Page 1 of 1

PDF Conversion - large document

PostPosted: Fri Dec 14, 2012 6:34 pm
by Babak
Hello
How i could convert docx to pdf?

I try to use
Code: Select all
new org.docx4j.convert.out.pdf.viaXSLFO.Conversion(wordMLPackage)

but output is awful, especially tables(converter can not calculate the width of the columns)
And this conversion requires too much memory

Thanks.

Re: PDF Conversion

PostPosted: Fri Dec 14, 2012 7:30 pm
by jason
There are significant improvements to PDF output which have been contributed and applied on GitHub.

However, I don't think they address your specific issues.

You could try using fixed width columns.

Memory requirements for PDF conversion are dictated in part by FOP. (How long is your document, and how much memory is being used?)

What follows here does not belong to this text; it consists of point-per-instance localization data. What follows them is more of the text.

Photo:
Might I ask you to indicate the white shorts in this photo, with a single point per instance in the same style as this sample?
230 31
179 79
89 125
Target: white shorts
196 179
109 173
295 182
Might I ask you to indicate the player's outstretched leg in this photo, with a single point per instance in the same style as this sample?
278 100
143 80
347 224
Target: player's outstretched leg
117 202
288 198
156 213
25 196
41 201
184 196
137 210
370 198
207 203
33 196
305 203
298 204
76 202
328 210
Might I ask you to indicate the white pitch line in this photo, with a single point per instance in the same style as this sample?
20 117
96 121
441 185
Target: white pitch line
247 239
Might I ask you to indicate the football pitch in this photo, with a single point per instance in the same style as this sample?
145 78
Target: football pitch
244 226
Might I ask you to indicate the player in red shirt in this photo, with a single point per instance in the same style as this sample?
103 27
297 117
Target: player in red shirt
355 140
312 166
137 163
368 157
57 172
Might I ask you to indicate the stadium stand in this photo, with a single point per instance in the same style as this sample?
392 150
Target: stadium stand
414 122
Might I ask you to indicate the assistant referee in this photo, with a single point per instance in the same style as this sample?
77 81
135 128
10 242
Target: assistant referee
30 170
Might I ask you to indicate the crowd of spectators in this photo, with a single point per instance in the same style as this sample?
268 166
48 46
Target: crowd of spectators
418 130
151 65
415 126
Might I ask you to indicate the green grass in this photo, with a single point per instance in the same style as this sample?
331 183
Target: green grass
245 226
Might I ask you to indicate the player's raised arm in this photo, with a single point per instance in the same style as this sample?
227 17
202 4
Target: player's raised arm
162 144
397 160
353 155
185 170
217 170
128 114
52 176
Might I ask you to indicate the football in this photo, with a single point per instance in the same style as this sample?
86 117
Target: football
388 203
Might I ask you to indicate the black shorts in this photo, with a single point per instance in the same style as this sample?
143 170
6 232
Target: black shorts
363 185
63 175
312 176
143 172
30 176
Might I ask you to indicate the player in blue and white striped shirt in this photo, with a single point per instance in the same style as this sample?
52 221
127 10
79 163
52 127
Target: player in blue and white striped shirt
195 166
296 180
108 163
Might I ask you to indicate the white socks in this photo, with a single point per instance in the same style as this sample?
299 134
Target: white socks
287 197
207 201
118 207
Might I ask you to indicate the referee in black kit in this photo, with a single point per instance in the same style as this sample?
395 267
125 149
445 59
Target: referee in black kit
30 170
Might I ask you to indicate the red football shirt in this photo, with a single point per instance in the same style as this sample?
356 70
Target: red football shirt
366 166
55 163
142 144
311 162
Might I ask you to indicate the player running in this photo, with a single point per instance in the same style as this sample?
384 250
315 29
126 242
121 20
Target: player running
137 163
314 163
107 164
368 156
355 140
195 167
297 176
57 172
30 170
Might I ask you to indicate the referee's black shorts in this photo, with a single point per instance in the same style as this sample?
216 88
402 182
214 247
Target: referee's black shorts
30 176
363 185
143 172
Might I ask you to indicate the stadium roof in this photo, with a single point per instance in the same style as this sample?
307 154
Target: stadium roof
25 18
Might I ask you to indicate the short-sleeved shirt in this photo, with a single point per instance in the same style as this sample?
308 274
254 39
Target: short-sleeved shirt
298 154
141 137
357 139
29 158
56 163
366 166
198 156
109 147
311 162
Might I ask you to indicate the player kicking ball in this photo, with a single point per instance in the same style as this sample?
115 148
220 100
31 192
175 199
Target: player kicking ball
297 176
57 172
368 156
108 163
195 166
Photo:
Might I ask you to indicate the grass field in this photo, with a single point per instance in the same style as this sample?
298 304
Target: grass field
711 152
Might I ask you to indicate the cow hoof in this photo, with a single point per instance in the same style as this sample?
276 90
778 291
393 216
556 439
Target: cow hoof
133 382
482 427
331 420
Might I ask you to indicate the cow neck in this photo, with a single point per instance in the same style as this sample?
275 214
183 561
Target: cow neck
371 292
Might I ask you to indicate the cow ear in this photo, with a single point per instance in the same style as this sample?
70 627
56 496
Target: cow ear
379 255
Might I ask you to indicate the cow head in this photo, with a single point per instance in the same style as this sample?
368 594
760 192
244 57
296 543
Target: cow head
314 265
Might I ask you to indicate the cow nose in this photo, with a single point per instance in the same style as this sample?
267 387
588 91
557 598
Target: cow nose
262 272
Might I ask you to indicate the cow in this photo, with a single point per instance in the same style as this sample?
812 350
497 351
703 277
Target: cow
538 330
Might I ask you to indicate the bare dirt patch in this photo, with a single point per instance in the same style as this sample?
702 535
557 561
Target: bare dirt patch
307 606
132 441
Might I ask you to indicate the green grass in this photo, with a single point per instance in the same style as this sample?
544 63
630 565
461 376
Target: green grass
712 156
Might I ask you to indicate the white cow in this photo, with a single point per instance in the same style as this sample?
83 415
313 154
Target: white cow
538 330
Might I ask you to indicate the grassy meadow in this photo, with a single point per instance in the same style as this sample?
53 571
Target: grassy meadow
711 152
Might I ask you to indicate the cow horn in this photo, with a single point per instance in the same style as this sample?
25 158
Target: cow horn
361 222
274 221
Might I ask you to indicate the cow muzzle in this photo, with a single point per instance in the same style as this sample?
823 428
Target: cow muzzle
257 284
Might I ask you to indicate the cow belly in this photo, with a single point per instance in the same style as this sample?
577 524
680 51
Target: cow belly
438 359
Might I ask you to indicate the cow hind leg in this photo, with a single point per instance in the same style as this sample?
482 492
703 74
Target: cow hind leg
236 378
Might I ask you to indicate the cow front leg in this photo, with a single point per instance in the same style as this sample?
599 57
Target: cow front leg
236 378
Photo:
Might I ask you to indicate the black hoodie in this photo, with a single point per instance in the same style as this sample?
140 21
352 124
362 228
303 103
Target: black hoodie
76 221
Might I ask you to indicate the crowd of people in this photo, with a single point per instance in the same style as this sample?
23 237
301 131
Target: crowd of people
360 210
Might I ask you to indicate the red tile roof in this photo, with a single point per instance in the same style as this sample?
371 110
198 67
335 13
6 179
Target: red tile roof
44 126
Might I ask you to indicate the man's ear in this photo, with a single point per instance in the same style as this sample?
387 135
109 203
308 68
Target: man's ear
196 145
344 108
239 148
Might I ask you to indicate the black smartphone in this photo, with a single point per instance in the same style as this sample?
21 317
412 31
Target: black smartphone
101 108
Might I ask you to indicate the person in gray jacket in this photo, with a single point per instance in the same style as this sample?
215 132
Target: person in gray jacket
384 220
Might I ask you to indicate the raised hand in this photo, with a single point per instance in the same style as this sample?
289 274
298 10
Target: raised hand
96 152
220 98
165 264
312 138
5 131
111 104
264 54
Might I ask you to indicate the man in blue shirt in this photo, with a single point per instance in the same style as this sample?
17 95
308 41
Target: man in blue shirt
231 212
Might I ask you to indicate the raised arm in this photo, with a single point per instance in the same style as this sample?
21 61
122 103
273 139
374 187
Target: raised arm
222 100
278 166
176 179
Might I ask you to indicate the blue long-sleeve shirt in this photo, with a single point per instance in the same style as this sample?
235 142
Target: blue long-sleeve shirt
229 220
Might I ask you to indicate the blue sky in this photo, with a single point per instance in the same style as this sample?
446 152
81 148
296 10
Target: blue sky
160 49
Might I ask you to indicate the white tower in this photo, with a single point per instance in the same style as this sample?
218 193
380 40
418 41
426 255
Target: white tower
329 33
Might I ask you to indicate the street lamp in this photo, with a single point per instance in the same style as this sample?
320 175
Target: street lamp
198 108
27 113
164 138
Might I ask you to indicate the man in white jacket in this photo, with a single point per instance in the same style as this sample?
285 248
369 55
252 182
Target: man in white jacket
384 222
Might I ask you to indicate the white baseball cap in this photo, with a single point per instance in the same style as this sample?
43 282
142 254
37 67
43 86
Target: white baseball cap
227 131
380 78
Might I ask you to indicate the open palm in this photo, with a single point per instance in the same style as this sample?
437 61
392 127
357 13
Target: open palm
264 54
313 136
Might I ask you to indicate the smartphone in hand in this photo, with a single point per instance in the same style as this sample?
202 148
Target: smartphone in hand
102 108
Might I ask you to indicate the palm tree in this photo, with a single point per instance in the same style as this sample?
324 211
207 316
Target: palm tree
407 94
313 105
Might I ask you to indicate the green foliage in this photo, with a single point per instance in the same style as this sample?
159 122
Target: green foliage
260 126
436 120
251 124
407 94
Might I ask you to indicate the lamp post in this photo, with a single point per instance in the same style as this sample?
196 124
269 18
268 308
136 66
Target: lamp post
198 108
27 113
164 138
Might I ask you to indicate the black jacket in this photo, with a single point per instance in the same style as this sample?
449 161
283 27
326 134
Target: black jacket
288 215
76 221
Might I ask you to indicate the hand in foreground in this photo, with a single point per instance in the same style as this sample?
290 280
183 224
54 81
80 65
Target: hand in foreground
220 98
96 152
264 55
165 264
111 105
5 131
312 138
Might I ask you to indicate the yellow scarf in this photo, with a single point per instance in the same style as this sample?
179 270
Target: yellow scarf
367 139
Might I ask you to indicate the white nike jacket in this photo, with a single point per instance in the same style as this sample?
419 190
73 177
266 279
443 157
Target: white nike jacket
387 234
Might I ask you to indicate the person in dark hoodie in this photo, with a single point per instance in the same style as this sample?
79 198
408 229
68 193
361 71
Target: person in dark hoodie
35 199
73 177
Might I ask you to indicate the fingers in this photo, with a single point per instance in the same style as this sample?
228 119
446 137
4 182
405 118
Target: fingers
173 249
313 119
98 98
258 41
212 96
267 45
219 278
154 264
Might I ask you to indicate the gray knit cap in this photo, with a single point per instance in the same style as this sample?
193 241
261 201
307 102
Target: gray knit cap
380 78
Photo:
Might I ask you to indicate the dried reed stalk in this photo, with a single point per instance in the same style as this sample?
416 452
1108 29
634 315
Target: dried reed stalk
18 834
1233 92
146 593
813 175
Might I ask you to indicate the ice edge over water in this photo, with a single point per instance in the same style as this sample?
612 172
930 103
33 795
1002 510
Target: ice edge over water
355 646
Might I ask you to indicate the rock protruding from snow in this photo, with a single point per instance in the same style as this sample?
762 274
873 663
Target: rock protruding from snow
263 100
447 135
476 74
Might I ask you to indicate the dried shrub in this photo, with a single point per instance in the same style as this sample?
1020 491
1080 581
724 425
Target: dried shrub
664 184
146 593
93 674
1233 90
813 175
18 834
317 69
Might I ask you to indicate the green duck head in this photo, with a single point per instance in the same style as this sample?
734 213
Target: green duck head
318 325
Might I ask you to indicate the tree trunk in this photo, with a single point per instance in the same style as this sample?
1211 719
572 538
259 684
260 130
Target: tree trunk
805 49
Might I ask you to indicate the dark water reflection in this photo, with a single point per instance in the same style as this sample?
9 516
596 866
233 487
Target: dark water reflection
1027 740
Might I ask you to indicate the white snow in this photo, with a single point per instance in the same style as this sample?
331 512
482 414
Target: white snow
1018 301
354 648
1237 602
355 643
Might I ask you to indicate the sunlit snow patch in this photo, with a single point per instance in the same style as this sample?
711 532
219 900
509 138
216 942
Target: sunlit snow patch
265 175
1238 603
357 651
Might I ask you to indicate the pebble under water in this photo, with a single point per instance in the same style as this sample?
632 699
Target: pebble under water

As an alternative, you could try JODConverter.

Re: PDF Conversion

PostPosted: Fri Dec 14, 2012 7:38 pm
by Babak
for document wiht 500+ pages and 25-30 tables - 800MB and more then 10 min.

Re: PDF Conversion

PostPosted: Fri Dec 14, 2012 8:38 pm
by jason
It would be interesting to know how that time is split between generating the XSL FO (docx4j's job) and generating the PDF from the XSL FO (FOP's job).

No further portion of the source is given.